El hogar es donde está el corazón

Estrella Rodríguez

Instituto Episcopal San Cristóbal

El tiempo se estiraba en ese largo pasillo de paredes blancas, sillones altos y ventanitas. Al final, una linda señora anunciaba por un micrófono:

—Deseamos que hayan disfrutado del vuelo.

—¡Bienvenida a Panamá! —dijo mi padre con una sonrisa brillante.

A mis diez años me tomaba en serio cada palabra de ellos.
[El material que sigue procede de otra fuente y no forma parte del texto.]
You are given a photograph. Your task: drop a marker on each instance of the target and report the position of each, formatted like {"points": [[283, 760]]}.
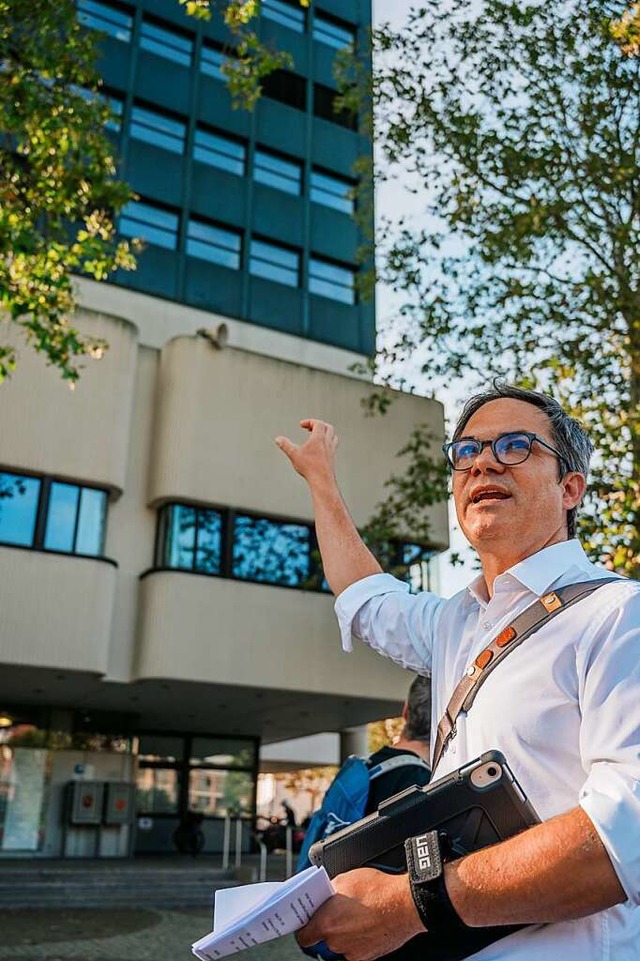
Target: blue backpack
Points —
{"points": [[344, 803], [346, 799]]}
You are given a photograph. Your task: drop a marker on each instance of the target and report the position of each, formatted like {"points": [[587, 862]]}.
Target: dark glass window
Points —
{"points": [[153, 224], [330, 280], [212, 60], [216, 150], [115, 104], [274, 263], [290, 15], [270, 551], [333, 32], [275, 171], [223, 752], [415, 566], [208, 242], [102, 16], [332, 191], [324, 106], [161, 747], [193, 539], [158, 129], [157, 790], [166, 43], [286, 87], [73, 517], [111, 100], [218, 793], [19, 498]]}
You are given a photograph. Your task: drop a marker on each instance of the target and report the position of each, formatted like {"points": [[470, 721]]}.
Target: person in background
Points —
{"points": [[414, 739]]}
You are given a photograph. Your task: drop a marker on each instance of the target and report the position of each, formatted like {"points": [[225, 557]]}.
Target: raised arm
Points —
{"points": [[345, 557]]}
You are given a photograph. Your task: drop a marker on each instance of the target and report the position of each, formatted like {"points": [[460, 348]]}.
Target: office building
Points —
{"points": [[162, 606]]}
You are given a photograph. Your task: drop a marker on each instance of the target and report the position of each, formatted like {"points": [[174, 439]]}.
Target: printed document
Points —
{"points": [[254, 913]]}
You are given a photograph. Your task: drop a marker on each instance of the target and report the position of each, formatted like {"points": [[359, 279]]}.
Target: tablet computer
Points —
{"points": [[480, 804]]}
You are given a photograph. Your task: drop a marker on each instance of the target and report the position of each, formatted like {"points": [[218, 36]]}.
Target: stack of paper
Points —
{"points": [[254, 913]]}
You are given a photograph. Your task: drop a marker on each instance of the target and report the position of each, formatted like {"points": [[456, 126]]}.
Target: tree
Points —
{"points": [[58, 191], [520, 123], [59, 194], [626, 31]]}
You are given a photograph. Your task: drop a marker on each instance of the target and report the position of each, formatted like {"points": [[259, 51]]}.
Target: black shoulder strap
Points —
{"points": [[523, 626]]}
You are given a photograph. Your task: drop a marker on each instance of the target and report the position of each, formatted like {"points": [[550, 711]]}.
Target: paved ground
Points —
{"points": [[87, 935]]}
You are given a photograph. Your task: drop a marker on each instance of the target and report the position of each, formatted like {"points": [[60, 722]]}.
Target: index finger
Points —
{"points": [[310, 423]]}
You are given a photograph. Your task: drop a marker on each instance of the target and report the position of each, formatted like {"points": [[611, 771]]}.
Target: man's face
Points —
{"points": [[513, 511]]}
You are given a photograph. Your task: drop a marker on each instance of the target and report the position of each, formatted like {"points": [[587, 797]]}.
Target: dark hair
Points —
{"points": [[418, 724], [568, 434]]}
Afirmaron que haría calor y no podía dejar de imaginarme un país donde el sol se burlaba de la fragilidad del suelo, quemando y derritiéndolo todo, hasta la suela de los zapatos. Pero no fue así. Afuera no había llamas, ni lava, pero sí se podían ver muchas personas apuradas como hormigas.

Dijeron que la casa sería pequeña y la supuse como la de un duende, sin embargo, mi nuevo hogar era de paredes blancas y me esperaba solo un colchón en medio de una habitación vacía.

Mis padres irían a trabajar y se turnarían para cuidarme, pero había una hora en la que ninguno podría llegar a tiempo, así que me dieron una serie de instrucciones: “no salgas de tu cuarto”, “no abras la puerta” y “no veas detrás del cartón de la ventana”. La seriedad con que lo dijeron me hizo pensar que tal vez éramos espías que trabajaban para alguna agencia secreta.

A partir de ese día toda mi imaginación estaría enfocada en lo que había detrás del cartón. Una mañana de la primera semana de noviembre se escuchaban golpes, el suelo temblaba. No pude evitarlo, levanté el cartón y asomé la cabeza.

Había muchas personas que se movían de manera organizada, uniformadas de blanco, azul y rojo, se escuchaba música, banderas ondeaban, tocaban tambores que parecían conectados a los pasos de los que marchaban. Siempre había personas transitando, me recordaban el ir y venir de los pétalos de diente de león cuando el viento los alborota y bailan en el aire. Así pasó noviembre lleno de desfiles.

Llegó diciembre, se apagaron las liras, los tambores y el vaivén de jóvenes al compás de pegajosas melodías. Pero, una frase que escuché, “iremos a la cinta costera”, fue suficiente como para rellenar mi imaginación.

Encontré árboles llenos de bombillos, rascacielos tan enormes que fantaseaba alcanzarlos con las manos y un muro de piedras que separaba las olas que parecían reclamar el territorio de una ciudad llena de luces. Era un ambiente colorido y musical, con gente llena de entusiasmo, como en los desfiles.

Hoy entiendo la calidez de este país y de su gente. Conozco más de esta tierra donde un pedazo de sandía generó un conflicto, de piratas que nunca han dejado de acecharla, de personas valientes llenas del deseo de libertad y de autonomía. La tierra de clima impredecible en donde la lluvia y el sol apuestan a quien aflora primero. Pero, aquella niña que a veces se quedaba quieta, en silencio, mirando las calles, escuchando a la gente a su alrededor, se sentía en un sitio especial y nadie se daba cuenta.  Estaba en un lugar mágico donde todos los vacíos se podían llenar con las luces de aquella tierra que le abrió su corazón.